I have a data frame in pandas with a DateTime index.
When grouping it with a time grouper: pd.Grouper(freq='360Min')
, how can I join this result back onto the original timestamp?
I.e. an equijoin timestamp=bucket will not work?
Is there a convenience function?
Should the asof
join be used?
Or would I manually have to extract the hours and then try to match it up?
example:
for a source of
import pandas as pd
df = pd.DataFrame(
{
"Publish date": [
pd.Timestamp("2000-01-02"),
pd.Timestamp("2000-01-02"),
pd.Timestamp("2000-01-09"),
pd.Timestamp("2000-01-16")
],
"ID": [0, 1, 2, 3],
"Price": [10, 20, 30, 40]
}
)
Which gives:
Publish date ID Price
0 2000-01-02 0 10
1 2000-01-02 1 20
2 2000-01-09 2 30
3 2000-01-16 3 40
I want to perform an aggregation with an arbitrary frequency (not only month, day, hour), let's say 1
month.
agg_result = df.groupby(pd.Grouper(key="Publish date", freq="1M")).agg([pd.Series.mean, pd.Series.median]).reset_index()
agg_result.columns = ['_'.join(col).strip() for col in agg_result.columns.values]

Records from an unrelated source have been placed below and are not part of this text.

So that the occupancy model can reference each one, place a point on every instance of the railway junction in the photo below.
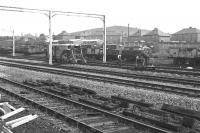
(78, 95)
(99, 98)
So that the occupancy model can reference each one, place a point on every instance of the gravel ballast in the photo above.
(105, 89)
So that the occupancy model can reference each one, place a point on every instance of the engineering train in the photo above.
(81, 51)
(185, 54)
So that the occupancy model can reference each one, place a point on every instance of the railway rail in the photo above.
(184, 71)
(192, 92)
(164, 69)
(86, 117)
(193, 82)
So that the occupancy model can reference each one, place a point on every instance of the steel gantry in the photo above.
(51, 13)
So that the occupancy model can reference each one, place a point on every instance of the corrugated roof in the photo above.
(140, 33)
(156, 31)
(188, 31)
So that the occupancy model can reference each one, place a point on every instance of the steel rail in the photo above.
(123, 74)
(60, 115)
(141, 84)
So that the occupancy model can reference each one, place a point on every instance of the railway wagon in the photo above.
(136, 55)
(185, 55)
(95, 52)
(67, 52)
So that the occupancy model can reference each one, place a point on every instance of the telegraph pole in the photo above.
(13, 42)
(104, 38)
(50, 38)
(128, 34)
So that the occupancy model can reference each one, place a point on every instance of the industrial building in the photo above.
(190, 35)
(156, 36)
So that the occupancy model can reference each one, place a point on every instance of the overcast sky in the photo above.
(168, 15)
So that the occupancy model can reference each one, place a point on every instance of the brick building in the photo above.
(190, 35)
(156, 36)
(137, 36)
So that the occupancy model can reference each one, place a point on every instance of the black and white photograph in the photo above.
(99, 66)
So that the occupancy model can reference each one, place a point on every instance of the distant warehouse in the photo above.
(190, 35)
(156, 36)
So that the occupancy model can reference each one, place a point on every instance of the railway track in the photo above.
(192, 92)
(176, 70)
(87, 118)
(164, 69)
(193, 82)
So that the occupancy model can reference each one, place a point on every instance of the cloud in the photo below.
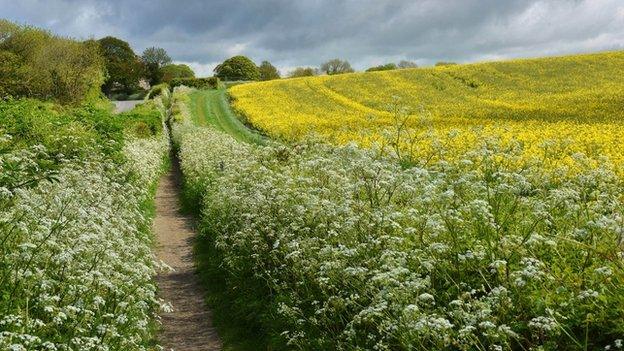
(366, 32)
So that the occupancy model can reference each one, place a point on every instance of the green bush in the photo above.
(237, 68)
(142, 121)
(198, 83)
(173, 71)
(37, 64)
(62, 130)
(386, 67)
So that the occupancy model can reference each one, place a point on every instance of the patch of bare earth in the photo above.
(189, 325)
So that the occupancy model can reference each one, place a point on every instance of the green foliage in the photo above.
(386, 67)
(336, 66)
(156, 56)
(237, 68)
(172, 71)
(154, 60)
(143, 121)
(124, 69)
(158, 90)
(303, 72)
(268, 71)
(199, 83)
(37, 64)
(62, 131)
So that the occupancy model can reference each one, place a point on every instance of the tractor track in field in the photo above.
(189, 326)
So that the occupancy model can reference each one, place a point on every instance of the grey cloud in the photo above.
(291, 33)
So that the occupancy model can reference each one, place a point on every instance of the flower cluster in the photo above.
(76, 267)
(341, 248)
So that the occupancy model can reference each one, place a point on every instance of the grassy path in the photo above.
(211, 107)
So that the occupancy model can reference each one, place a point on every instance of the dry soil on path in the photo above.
(189, 326)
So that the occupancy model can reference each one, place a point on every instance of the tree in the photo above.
(35, 63)
(237, 68)
(154, 59)
(173, 71)
(386, 67)
(406, 64)
(123, 67)
(336, 66)
(268, 71)
(303, 72)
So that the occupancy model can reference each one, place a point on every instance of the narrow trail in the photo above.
(211, 108)
(189, 325)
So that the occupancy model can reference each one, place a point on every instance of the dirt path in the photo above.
(189, 326)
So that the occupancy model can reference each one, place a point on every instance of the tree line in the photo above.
(36, 63)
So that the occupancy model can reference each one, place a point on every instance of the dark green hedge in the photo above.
(199, 83)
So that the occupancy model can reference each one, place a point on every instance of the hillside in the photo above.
(561, 99)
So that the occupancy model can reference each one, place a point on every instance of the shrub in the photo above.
(143, 121)
(336, 66)
(386, 67)
(171, 72)
(124, 68)
(41, 65)
(268, 71)
(62, 131)
(198, 83)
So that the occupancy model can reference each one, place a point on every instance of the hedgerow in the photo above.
(76, 268)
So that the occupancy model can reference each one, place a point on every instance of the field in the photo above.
(554, 107)
(469, 207)
(490, 220)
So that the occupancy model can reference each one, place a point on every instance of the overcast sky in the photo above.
(293, 33)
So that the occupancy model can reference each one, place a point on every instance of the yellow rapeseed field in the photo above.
(553, 108)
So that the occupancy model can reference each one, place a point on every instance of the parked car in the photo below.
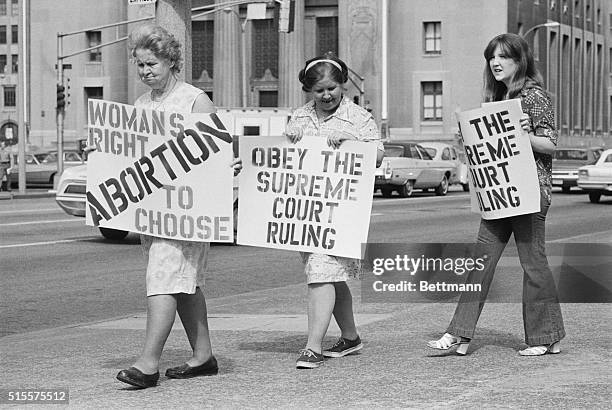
(37, 171)
(596, 179)
(71, 191)
(440, 151)
(407, 166)
(41, 167)
(567, 160)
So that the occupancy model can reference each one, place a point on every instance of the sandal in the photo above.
(553, 348)
(447, 341)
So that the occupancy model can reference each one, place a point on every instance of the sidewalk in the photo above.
(256, 337)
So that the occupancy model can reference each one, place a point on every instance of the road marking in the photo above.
(387, 201)
(41, 222)
(29, 211)
(17, 245)
(584, 235)
(243, 322)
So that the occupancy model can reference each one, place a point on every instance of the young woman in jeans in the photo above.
(510, 72)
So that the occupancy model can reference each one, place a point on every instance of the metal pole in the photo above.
(23, 125)
(245, 91)
(59, 115)
(384, 91)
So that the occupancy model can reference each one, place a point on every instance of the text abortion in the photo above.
(123, 130)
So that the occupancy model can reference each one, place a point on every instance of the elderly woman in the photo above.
(333, 116)
(175, 269)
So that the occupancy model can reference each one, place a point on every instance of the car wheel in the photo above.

agg_result.columns = ['Publish date month', 'ID_mean', 'ID_median', 'Price_mean', 'Price_median']
print(agg_result)
Publish date month ID_mean ID_median Price_mean Price_median
0 2000-01-31 1.5 1.5 25 25
How can I ensure that the equijoin would work again? I.e. transform the original timestamp into the fitting bucket using the same arbitrary frequency?
I.e. described in the code of the example, how can I get:
agg_result['Publish date month'] = agg_result['Publish date'].apply(magic transform to same frequency bucket)
df.merge(agg_result, on['Publish date month'])
To work, i.e. define the transformation to the right bucket?